Kadının parasının peşinde olan erkek öyküsü, bizde gündüz kuşağı kadın programlarındaki vakalara aşina olanlara çok tanıdık gelecektir şüphesiz ve senaryo zaman zaman bu konuda bir ders havasına bürünmüyor da değil. Finaldeki -o dönemin ruhuna uygun-ahlakçı yaklaşıma da uyumlu bu havayı bugünün bakışı ile eleştirmek doğru değil elbette; sonuçta o yıllarda hemen tüm Amerikan sineması, klasikleri başta olmak üzere, benzer bir tavır içindeydiler ve sinema dili olarak onların yolundan giden Matilde Landeta’dan farklı bir yaklaşım beklemek doğru olmazdı. Kaldı ki filmin gerek iki kız kardeşin gerekse bir hayat kadınının başlarına gelenlerin çıkış noktasında hep “bir erkeğe âşık olmak ve onun kurbanı olmak” olgusu olduğunu göstererek temelde eril bir dünyanın eleştirisi yaptığı da açık.

Yüze kapatılan bir demir parmaklıklı kapı ve sokakta yürümeye başlayan bir karakterle mesajına uygun bir kapanış yapan filmin iki başrol oyuncusu Elda Perelta ve Miroslava özel bir boyutu olmasa da, karakterlerine yakışan ve onları ilginç kılan performanslar sunuyorlar; filmden sadece dört yıl sonra, 35 yaşında yaşamına son veren Miroslava’nın oyunculuğu bir parça daha öne çıkıyor.

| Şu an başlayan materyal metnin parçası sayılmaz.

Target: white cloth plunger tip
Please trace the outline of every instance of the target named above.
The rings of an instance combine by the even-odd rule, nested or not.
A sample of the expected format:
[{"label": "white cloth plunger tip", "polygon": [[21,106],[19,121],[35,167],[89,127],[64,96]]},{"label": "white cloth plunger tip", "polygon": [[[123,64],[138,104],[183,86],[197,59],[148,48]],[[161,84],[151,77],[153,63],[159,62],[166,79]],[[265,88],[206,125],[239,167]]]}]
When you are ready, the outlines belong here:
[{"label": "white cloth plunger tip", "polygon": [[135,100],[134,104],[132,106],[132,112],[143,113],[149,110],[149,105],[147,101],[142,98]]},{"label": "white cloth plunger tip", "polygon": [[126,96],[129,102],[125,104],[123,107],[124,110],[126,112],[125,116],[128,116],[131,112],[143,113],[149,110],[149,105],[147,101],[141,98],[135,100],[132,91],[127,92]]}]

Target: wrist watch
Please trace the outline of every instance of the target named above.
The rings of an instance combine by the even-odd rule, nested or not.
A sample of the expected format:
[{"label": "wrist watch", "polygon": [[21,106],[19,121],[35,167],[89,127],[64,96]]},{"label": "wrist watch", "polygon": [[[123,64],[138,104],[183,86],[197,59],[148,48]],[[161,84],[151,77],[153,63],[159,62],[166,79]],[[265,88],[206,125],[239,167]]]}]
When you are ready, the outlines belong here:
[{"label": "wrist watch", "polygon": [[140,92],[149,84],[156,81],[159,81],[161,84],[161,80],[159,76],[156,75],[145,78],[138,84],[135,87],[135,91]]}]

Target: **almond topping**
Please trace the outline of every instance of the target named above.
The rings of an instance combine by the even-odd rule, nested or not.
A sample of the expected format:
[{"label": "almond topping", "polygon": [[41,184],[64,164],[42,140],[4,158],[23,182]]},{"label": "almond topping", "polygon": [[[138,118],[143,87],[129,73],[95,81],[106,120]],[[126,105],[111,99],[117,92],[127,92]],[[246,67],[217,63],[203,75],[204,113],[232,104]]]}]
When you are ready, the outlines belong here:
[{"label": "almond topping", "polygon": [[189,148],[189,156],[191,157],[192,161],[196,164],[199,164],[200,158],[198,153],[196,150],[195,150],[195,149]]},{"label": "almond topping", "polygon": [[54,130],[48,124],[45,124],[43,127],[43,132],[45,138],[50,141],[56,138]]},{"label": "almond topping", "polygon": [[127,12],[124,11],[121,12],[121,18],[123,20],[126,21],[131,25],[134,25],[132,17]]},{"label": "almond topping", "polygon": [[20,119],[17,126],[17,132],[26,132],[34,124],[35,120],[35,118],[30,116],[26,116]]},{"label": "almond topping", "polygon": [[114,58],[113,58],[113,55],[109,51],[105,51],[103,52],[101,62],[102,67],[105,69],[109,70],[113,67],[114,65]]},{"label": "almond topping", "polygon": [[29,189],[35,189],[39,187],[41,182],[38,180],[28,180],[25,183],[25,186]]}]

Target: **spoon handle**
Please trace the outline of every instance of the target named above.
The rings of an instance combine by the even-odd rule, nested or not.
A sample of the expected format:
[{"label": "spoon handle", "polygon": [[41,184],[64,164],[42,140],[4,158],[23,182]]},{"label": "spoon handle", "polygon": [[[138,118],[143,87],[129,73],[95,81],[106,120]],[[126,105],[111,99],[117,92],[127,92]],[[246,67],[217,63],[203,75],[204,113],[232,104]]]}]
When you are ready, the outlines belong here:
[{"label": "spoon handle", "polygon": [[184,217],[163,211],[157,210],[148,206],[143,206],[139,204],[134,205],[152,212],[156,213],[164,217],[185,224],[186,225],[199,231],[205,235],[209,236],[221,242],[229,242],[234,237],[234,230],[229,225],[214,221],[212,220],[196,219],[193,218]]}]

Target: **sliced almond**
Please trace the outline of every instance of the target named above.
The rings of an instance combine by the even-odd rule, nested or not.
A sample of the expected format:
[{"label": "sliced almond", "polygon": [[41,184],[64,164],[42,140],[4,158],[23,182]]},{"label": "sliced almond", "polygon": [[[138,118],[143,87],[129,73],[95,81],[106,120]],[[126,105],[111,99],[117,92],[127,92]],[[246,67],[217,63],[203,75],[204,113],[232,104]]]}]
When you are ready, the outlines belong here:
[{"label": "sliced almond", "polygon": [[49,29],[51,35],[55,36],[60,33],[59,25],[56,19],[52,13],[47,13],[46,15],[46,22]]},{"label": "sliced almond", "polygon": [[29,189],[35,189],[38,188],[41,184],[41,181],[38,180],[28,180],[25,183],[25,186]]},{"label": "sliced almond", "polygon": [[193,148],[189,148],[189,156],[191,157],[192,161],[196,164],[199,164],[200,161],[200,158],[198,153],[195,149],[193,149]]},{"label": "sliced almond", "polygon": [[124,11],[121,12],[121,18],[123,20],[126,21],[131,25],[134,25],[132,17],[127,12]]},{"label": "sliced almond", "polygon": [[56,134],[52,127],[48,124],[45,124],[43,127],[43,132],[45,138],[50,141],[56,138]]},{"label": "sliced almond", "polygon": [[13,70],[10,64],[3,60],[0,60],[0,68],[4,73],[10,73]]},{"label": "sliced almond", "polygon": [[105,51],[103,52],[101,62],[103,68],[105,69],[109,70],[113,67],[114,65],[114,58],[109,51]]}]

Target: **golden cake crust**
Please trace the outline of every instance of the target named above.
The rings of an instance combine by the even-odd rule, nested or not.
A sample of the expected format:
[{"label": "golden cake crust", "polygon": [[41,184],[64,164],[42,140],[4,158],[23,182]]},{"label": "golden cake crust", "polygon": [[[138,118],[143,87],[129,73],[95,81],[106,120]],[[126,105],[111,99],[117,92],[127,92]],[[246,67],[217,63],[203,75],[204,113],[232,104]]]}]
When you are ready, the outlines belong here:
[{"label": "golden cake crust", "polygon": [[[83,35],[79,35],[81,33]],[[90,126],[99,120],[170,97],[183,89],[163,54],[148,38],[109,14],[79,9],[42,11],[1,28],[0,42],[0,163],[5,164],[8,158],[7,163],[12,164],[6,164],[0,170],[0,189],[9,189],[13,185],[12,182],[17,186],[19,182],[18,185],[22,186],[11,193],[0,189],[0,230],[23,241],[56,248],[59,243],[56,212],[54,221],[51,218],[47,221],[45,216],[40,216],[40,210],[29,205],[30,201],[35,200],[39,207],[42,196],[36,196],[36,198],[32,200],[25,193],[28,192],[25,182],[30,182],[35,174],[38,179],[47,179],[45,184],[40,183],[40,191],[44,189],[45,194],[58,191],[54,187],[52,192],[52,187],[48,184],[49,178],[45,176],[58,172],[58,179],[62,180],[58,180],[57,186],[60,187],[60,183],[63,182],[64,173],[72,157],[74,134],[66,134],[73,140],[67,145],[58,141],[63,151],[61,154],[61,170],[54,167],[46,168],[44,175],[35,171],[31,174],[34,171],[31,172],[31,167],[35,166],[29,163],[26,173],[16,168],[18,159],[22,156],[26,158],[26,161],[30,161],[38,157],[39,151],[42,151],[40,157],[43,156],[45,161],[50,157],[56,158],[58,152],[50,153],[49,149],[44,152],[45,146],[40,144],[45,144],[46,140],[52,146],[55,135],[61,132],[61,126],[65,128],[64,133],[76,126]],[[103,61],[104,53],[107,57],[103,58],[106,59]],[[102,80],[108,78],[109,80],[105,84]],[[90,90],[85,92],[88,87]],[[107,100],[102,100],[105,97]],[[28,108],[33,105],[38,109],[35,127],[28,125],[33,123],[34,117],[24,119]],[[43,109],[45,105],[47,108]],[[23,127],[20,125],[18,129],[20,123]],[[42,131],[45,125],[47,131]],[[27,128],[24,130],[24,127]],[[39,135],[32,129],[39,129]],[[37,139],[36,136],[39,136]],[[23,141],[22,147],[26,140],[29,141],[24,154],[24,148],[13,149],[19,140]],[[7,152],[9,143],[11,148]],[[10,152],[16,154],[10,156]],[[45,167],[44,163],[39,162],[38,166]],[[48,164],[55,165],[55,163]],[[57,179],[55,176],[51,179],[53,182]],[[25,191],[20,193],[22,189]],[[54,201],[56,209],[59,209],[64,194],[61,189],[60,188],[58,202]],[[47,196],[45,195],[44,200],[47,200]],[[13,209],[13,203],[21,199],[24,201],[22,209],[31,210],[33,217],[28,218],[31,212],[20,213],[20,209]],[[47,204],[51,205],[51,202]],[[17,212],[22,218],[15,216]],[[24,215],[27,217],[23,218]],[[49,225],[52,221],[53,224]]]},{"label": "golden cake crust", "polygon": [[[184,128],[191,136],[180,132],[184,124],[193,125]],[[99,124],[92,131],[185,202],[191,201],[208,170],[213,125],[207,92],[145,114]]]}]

Miguel Ángel Ferriz de işini yaparken, asıl dikkat çekenler Ernesto Alonso ve Azalea’nın kendisi ile aynı mesleği icra eden Ruth’u canlandıran Isabela Corona oluyor.

Meksika sinemasının 1936 – 1956 arasındaki “Altın Çağı”ının ünlü sinemacıları Emilio Fernández Romo ve Julio Bracho’nun da aralarında olduğu isimlerin filmlerinde yardımcı yönetmen olarak çalıştıktan sonra yönetmen koltuğuna uzun süren çabaları sonucu oturabilen Matilde Landeta’nın bu filmi ile sonuncu filmi olan bir sonraki yapıtı “Nocturno a Rosario” arasında tam 40 yıllık bir süre geçmiş. Meksika sinemasının o dönemdeki erkek egemen anlayışının bir sonucu olan bu durum, Landeta’nın sinemaseverlere başka başarılı yapıtlar sunmasına da engel oldu elbette. Bedenini zengin bir kocaya sunmakla, bedenini kaderin kendisini düşürdüğü sokaklarda hayatta kalabilmek için erkeklere sunmak arasında bir fark olup olmadığını sorgulatan ve dönemi için radikal olarak tanımlayabileceğimiz film bu yargıyı kesinlikle destekleyen bir çalışma.